The Run on SCB: A Bank Run’s Impact

The Government's report to the National Assembly highlighted that the mass withdrawal of funds from the Saigon Commercial Bank (SCB) has contributed to mounting pressure on domestic interest rates and exchange rates, fueling inflationary pressures.

0
199

The Vietnamese government has submitted a report to the National Assembly on the implementation of Resolution No. 43/2022/QH15 on fiscal and monetary policies to support the economic recovery and development program.

Vietnamese Dong faces significant depreciation pressure

The government affirms that the issuance and implementation of Resolution 43 was a timely and prudent decision by the National Assembly, given the challenges faced by the country’s socio-economic development due to the severe impact of the COVID-19 pandemic.

The resolution, passed at an extraordinary session with unprecedented policies, provided support for COVID-19 prevention, control, and economic recovery.

According to the report, Vietnam’s GDP growth in 2022 reached 8.12%, the highest in the 2011-2022 period. However, in 2023, the GDP growth rate dropped to 5.05%, lower than the target but still relatively high compared to other countries in the world and the region.

Illustrative image.

Regarding interest rates, the government stated that the Vietnamese dong faced significant depreciation pressure in 2022 due to tight monetary policies, rising interest rates, and a strong US dollar in other countries; in September-October 2022, the dong faced depreciation pressure of up to 9-10%.

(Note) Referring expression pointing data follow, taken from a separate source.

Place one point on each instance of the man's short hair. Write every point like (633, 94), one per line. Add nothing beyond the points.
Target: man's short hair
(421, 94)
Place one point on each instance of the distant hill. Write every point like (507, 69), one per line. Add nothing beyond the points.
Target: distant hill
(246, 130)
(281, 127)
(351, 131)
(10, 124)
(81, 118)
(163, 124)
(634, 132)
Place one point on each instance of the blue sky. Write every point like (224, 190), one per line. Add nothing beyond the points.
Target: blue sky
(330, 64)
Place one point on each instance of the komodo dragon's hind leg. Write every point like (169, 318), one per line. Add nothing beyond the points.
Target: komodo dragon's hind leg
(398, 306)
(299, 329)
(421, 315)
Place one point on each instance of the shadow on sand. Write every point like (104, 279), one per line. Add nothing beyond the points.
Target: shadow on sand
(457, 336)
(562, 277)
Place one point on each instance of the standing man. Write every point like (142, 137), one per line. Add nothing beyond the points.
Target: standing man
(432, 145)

The rush to withdraw money from SCB was among the factors that increased pressure on domestic interest rates and exchange rates, creating inflationary pressures.

In this challenging context, the State Bank of Vietnam adjusted its operating interest rates by 0.8-2% per year in September and October 2022 to stabilize the macro-economy, curb inflation, support economic recovery, stabilize exchange rates and the foreign exchange market, and ensure safe banking operations.

The government affirmed that “the interest rate hike was consistent with the domestic macroeconomic conditions and the international context, given Vietnam’s highly open economy and deep international integration.”

In 2023, as global interest rates continued to rise and remain high, the State Bank of Vietnam has consecutively reduced operating interest rates four times since March 2023, with a reduction of 0.5-2.0% per year.

In terms of fiscal policies, the government exempted value-added tax, environmental tax on jet fuel, and value-added tax rates and other taxes, fees, and charges within the program’s scope in 2022, totaling VND 61,000 billion. This contributed to reducing costs for citizens and businesses and stimulating domestic consumption.

Proposal to extend capital disbursement period

The government proposed to the National Assembly to extend the implementation and disbursement period for the program’s investment capital. Specifically, out of the 272 projects assigned investment capital under the program, 107 projects have a disbursement rate of less than 50% of the allocated capital, including some large-scale projects with low disbursement rates.

These projects are unlikely to disburse all the allocated capital this year, despite the National Assembly’s permission to extend the implementation and disbursement period. Therefore, the government proposes that the supervisory delegation report to the Standing Committee of the National Assembly to allow the extension of the implementation and disbursement period for the program’s investment capital until the end of 2025.

The specific amount of capital proposed for extension until the end of 2025 for each project will be consolidated by the government and reported to the National Assembly for consideration and decision at the 8th session later this year.

Regarding the implementation of the policy to reduce the value-added tax rate by 2%, the government will summarize and evaluate the results, the necessity, and the ability to ensure central budget revenue to continue implementing the support policy in the last six months and report to the National Assembly for consideration and decision.